Wednesday, October 18, 2017

Musings resulting from a visit to the Hiroshima Peace Memorial Museum

A watch which stopped working 
at 8.15pm on August 6th, 1945
 
Silver and copper coins melted and fused together by the 
 
Imagine the damage caused to humans as well as objects
in the wake of the atom bomb being dropped on Hiroshima
 
On my first ever visit to Japan back in 1982, I was taken to the northwestern Kyushu city of Nagasaki and saw shocking sights in its Atomic Bomb Museum which have been seared into my brain and memory.  Three and half decades later, I paid a visit to the western Honshu city of Hiroshima and, even while part of me dreaded doing so, felt obliged to also spend time at the Peace Memorial Museum of the first ever city in the world to have had an atom bomb dropped onto it.
 
Ongoing renovation work has resulted in the closing of part of the museum until July 2018.  But in view of its newer East Building being open when my mother and I visited, and its possessing a total floor capacity of 1,615 square meters, I think it fair to say that we still managed to see (and hear) plenty on our visit to this museological institution which regularly has more than one million visitors annually.
 
The way the exhibits are set up, one first gets a glance at how Hiroshima looked shortly before the dropping of the atomic bomb, then an overview of the actual event that took place at 8.15am on August 6th, 1945.  Next come details about the events leading up to it (such as those relating to the Manhattan Project all the way to the atomic bomb test in the New Mexico desert but also salient political and military developments, including the Japanese invasion of Malaya and attack on Pearl Harbor), followed by historical information about Hiroshima before, during and after World War II, then -- finally and most devastingly -- a presentation of the effects of the dropping of the atomic bomb by way of the exhibition of actual objects damaged by the bomb and telling of stories about actual atomic bomb victims, a large percentage of whom were civilians and quite a number of whom were children.   
 
Early on during my visit to the museum, I felt like I was being more intellectually than emotionally impacted by what I was seeing and hearing there.  Feeling able to actually critique the exhibition design and narrative, I got to thinking such thoughts as that certain display panels probably should have been placed further apart in order to better deal with the sheer volume of visitors to the museum and, also, that the information being supplied was surprisingly as well as admirably even-handed.
 
Then I got to the displays which showed the wounds sustained by individual people.  The photos may be in black and white but believe me when I tell you that they totally can make you see, realize and even feel how much pain, suffering, misery and agony had been inflicted on actual human beings -- and when you consider that the number of victims of the atom bomb dropped on Hiroshima is estimated at over 100,000, the sheer scale of what was wreaked really gets one feeling such incredible sorrow and horror.

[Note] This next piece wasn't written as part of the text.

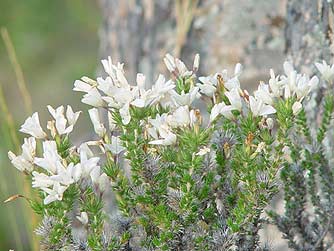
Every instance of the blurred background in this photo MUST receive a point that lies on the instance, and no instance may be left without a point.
(46, 45)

At this point, you invariably get to thinking: Hiroshima didn't deserve this.  Even though -- as pointed out in the section of the museum detailing the city's history -- it had been home to a major Imperial Japanese Navy base and been the major despatching point for the military for the Sino-Japanese and Russo-Japanese Wars.  This is not just because the vast majority of the Hiroshima atom bomb victims were not military personnel.  Rather, it's just because the damage wreaked by the atom bomb comes across as so very inhumane.
 
Among the museum's key objectives is to convey Hiroshima's deepest wish for the elimination of all nuclear weapons and the realization of a genuinely peaceful international community.  And I must say that among the saddest parts of my going to to this truly "must visit" museum is that those wishes are so very far away from being realized; this not least, thanks in no small part to the idiocy/lunacy of Donald Trump and Kim Jong Un, the world now appears to be closer to a Third World War and/or the use of nuclear weapons far more powerful than the atomic bombs dropped on Hiroshima and Nagasaki than it has been in years, if not ever.  

2 comments:

Unknown said...

I couldn't sleep at all on the day that my teacher in elementary school showed us the pictures of Hiroshima. Completely destroyed city, melted coins, glasses, telegraph-pole, and charred body, body, bodies.

I don't deny the fact that the atom bombs consequently saved many people who might lose their lives in prolonged war, but it’s just too much…even if it was punishment from god to my country. Hope everybody in the world will take a look of those photos once and understand what will happen when nuclear war breaks out. It's hell.

YTSL said...

Hi Noriko --

Thanks much for sharing about your learning about Hiroshima while at elementary school and I absolutely can understand how emotionally devastating the experience must have been. Also, you're right: the pictures really depict hell on earth -- and human-made hell at that. So very terrible indeed.